The Man in the Black Pajamas

I've taken a breather from the AFI Top 100. May never go back. I got burned out on all of the gimmicks and themes. Here's a bit of a change of pace.

In The Big Lebowski, which is easily in my top 5 all-time favorite movies, Walter Sobchak makes a reference to "The Man in the Black Pajamas - a worthy f***ing adversary." Google that phrase and you'll find it's all over the internet, much like anything Walter ever said. I have a theory on this that hasn't shown up anywhere. In fact, if I put this phrase together with another, very similar phrase (both in their own quotes), there are absolutely ZERO hits on Google. So, it needs to be said. What better place than my movie blog? Are you ready for the second phrase? Okay, here it is:

"The man in pink pajamas."

That this came from a hundred-year-old novella is in and of itself no reason to raise an eyebrow. Two different colors, surely this doesn't mean anything. But, if I were to tell you that this phrase came from Joseph Conrad's Heart of Darkness, would that get some gears grinding? No? Well, take in these other important facts, and see if the ever-so-creative Coen Brothers are making a hooded reference for the ages:

  • Joseph Conrad was born born J√≥zef Teodor Konrad Korzeniowski. He was Polish, just like Walter Sobchak. (don't worry, they get better)
  • Heart of Darkness was the basis for the movie Apocalypse Now, which is about the Vietnam War, which Walter fought in.
  • There was no man in pink pajamas in Apocalypse Now, but there was a man in a getup that looked something like pajamas, black ones. That was Colonel Kurtz, played by Marlon Brando.

The man in pink pajamas in the book was actually Marlow, who was looking for Kurtz in the Congo. In both cases, he was the representative of an organization who viewed Kurtz as an adversary who had gone crazy in the jungle and turned himself into some sort of king. If you're familiar with either the book or the movie, you'd know that Kurtz was a "worthy f***ing adversary."

Now sure, we see in the next line that Walter mentions "a bunch...trying to find reverse on a Soviet tank," which would imply that his reference to "the man in the black pajamas" is a collective, not an individual reference. We can also surmise that Walter did not physically go into Cambodia to hunt down Colonel Kurtz, whose reputation as a black pajama wearing man was probably not widespread.

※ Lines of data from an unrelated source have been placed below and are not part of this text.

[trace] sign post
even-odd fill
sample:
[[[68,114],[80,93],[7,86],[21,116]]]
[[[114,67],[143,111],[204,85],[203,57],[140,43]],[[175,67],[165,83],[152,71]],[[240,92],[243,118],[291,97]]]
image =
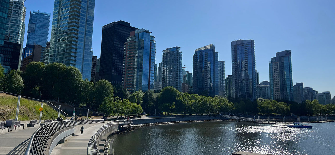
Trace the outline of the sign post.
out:
[[[42,119],[42,111],[43,110],[43,102],[41,103],[41,107],[39,109],[39,110],[41,112],[40,112],[40,123],[41,123],[41,120]]]
[[[19,118],[19,110],[20,109],[20,102],[21,102],[21,96],[19,96],[17,98],[17,106],[16,107],[16,115],[15,116],[15,121],[17,121]]]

However, we cannot claim that the use of "the man in...(color) pajamas," in conjunction with its significance in the book upon which one of the great Vietnam movies was based, was an accident. The casual viewer can easily equate the mental picture with that of a ninja or a Vietnamese jungle fighter, but I think the Coens wanted us to dig deeper. I'm disappointed that no one else has gone there in 15 years. Go read Heart of Darkness. It's a helluva book.